Grace nahm das ganze Tohubahowu auf jeden Fall sehr gelassen auf, und wenn man sie so zwischen ihren Kindern sitzen sieht, dann strahlt sie das auch sichtbar aus, frei nach dem Motto: "Mein Job ist getan, mehr braucht es nicht..."

 

 

 

Sichtung des Y - Wurfes, 13. September 2014

Der Tag vor der Sichtung liess Böses erwarten - es regnete den ganzen Tag. Da war es doch gut, daß wir vorausschauend eine Örtlichkeit gewählt hatten, bei welcher wir wetterunabhängig agieren konnten und eine Sichtung problemlos im Trockenen durchgeführt werden kann - nicht nur Mensch und Hund arbeiten in diesem Fall lieber geschützt, auch Hard- und Software vertragen Nässe nicht wirklich....

Aus organisatorischen Gründen hatten wir beide Würfe aufgeteilt, der Vormittag war für den Y- Wurf reserviert und nachmittags folgte dann der Z - Wurf.

Yuki, die einzige Hündin im Wurf machte den Anfang und liess sich anstandslos von vorne bis hinten untersuchen, die Zähne kontrollieren und zeigte ihr elegantes Gangwerk. Alle Merkmale werden im Zuchtprogramm eingegeben und die Besitzerin wurde ausführlich über die Wesensentwicklung befragt. Diese Informationen fliessen als ebenso wichtiges Zuchtkriterium in die Bewertung eines Wurfes ein und werden ebenso eingetragen wie die äusserlichen Kriterien.

Ebenso problemlos verlief es mit den darauf folgenden Rüden: alle liessen sich ohne Murren Zähne und Hoden kontrollieren, blieben brav auf dem Tisch, auch wenn es ihnen sichtlich langweilig war und sie lieber mit den anderen Hunden herumtoben wollten.

Alle Welpen weisen bis auf einzelne P1-Verluste keinerlei Zahnauffälligkeiten auf.

Überaus zufrieden berichteten alle Besitzer über das Wesen ihrer Hunde: ungemein kinderlieb, nie sind sie zu ihnen unfreundlich, im Gegenteil, fast scheint es den Erwachsenen schon etwas zu viel, was sie sich alles von den Kindern gefallen lassen.

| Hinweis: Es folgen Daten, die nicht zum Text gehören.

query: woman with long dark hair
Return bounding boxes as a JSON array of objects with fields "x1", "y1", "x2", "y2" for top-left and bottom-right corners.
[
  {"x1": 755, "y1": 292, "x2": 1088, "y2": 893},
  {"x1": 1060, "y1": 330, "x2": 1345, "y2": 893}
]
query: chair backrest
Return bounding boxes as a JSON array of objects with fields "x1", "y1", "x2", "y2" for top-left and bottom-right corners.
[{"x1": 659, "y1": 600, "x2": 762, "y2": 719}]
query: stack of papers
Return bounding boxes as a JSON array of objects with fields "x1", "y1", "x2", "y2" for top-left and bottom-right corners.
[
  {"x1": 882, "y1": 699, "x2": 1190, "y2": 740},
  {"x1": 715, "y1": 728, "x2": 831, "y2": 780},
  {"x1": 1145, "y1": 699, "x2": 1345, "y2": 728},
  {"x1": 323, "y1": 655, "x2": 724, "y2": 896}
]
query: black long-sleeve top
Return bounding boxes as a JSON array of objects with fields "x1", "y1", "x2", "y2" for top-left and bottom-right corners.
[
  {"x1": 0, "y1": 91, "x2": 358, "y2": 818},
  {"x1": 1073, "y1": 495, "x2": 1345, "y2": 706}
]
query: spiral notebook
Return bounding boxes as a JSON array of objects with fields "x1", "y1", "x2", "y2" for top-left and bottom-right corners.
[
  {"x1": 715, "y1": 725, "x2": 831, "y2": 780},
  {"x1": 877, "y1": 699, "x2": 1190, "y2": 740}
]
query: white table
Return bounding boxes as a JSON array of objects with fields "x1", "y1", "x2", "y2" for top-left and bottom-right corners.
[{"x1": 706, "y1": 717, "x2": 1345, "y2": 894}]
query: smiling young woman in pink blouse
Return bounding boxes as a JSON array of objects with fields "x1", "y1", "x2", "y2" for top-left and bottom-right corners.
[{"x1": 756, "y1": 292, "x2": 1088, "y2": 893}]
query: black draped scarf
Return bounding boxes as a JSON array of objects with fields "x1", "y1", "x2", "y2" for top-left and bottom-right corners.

Keiner der Y - linge zeigt im Haus oder Garten Territorialverhalten, Besuch wird angezeigt, jedoch freundlich begrüsst.

Was sich erweist ist, daß alle Hunde aus dem Y-Wurf noch nicht "fertig" sind - sie sind noch jugendlich ungestüm, sehr hochbeinig und ausgesprochen schmal. Futter ist definitiv nicht ihre Leidenschaft, zwar fressen sie ihr Futter, wie die Kromfohrländer lieben sie jedoch die Abwechslung.

Beim Gruppenbild zeigt sich jeweils, wie es mit der Erziehung klappt, und hier sind die Y-linge vorbildlich, nach kurzem hin und her ist das Bild im Kasten.

Aber wie gut, daß wir mit den wartenden Hunden schon einmal getestet hatten, wo man am geschicktesten die Aufnahmen machen kann - der malerisch aussehende Holzstapel erwies sich nämlich als denkbar am schlechter Hintergrund, auch wenn er zu den "Brownie´s" optisch sehr gut passte.

Während die einzelnen Hunde gesichtet wurden, nutzten die anderen Hundebesitzer die Zeit, das schöne Otterbachtal entlang zu spazieren, und auch unsere eigenen Hunde kamen in diesen Genuss, denn anstandslos liessen sie sich von den Besitzern ihrer "Kinder" mitnehmen und konnten sich so auch ihre vier Beine vertreten - denn wie immer an solchen Veranstaltungen: die eigenen Hunde kommen stets dabei zu kurz....

Aber es ist für alle eine Freude, die Geschwister und die Mutter wieder zu sehen und schnell sind alte Bekanntschaften erneuert und frische geknüpft und die eine und andere Adresse wird ausgetauscht, ebenso wie von den unterschiedlichen Erlebnissen berichtet wird, während des Essen´s oder beim Kaffeetrinken.

Und der Wettergott hat glücklicherweise ein Einsehen: es regnet während der ganzen Sichtung nicht!